The annual holiday party hosted by Lab Director Charles Shank will be held next Tuesday, Dec. 10 from 3 to 4:30 p.m. in the cafeteria. Food and musical entertainment will be provided. Everyone is invited to join in the fun and holiday spirit.
The increasing amount of SPAM has generated considerable concern at the Lab in recent months. Learn how to declare war on unwanted e-mail at the next computer protection brown bag, to be held on Tuesday, Dec. 10 at noon in the Building 50 auditorium. Mark Rosenberg, leader of the Computing Infrastructure Technologies Group, will be the presenter. Bring your lunch and questions.

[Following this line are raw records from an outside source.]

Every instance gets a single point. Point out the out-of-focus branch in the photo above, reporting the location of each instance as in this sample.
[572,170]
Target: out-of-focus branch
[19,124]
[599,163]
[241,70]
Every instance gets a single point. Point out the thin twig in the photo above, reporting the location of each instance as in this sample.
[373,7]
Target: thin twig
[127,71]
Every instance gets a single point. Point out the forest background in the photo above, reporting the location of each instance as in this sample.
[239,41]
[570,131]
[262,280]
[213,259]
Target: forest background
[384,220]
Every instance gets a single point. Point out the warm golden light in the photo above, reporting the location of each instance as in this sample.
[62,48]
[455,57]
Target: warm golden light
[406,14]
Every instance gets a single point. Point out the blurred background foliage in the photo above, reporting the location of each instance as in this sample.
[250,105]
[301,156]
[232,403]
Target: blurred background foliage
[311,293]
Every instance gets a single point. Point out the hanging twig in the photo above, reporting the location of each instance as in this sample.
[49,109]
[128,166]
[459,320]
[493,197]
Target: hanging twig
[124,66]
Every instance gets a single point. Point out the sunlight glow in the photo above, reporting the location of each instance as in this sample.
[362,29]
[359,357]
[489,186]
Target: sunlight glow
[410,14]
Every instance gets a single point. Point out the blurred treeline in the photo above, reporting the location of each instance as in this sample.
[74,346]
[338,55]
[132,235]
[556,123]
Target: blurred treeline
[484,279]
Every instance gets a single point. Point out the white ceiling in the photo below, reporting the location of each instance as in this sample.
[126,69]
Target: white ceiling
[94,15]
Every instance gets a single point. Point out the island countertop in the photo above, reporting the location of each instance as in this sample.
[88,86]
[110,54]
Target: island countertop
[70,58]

Migrating from Mac OS 9 to Mac OS X can be a confusing experience for beginning and seasoned users alike. On Wednesday, Dec. 11, the Lab’s Mac Users’ Group Meeting will shed light on this process. Presenter Keith Olson will address the changes between the two operating systems and demonstrate ways to efficiently navigate Mac OS X. Topics will include users and permission, navigating in the new finder, finder customization, the dock, networking, and issues related to the new Mac OS X 10.2.
The meeting will be held from 11 a.m. to 12 p.m. in Building 90-3148. Mac OS X newbies, users of iBooks and TiBooks, and other curious computer users are welcome.

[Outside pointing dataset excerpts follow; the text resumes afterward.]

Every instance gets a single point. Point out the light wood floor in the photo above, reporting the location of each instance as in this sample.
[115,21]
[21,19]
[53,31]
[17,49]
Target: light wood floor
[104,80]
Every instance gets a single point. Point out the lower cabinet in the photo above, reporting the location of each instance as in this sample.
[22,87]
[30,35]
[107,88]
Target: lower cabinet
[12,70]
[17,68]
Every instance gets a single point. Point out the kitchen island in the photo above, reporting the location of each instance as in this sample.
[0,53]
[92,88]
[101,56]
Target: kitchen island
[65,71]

A half-day course on Windows XP Security will be held on Friday, Dec. 13 from 9 a.m. to 12:15 p.m. in the Building 50 auditorium. Windows XP is the newest in the line of Microsoft Windows workstations and the standard for workstation rollouts at Berkeley Lab. The course is offered by the Lab’s Computer Protection Program.
To enroll, see the Employee Self Service website at http://hris.lbl.gov/.
Effective Dec. 1, the Airgas company, which currently supplies the Lab with cylindered gases (e.g., nitrogen, oxygen, argon), will also become the subcontractor for the Lab’s toxic and specialty gases. The change is part of an effort by the Procurement Department to streamline the Laboratory’s industrial gas program.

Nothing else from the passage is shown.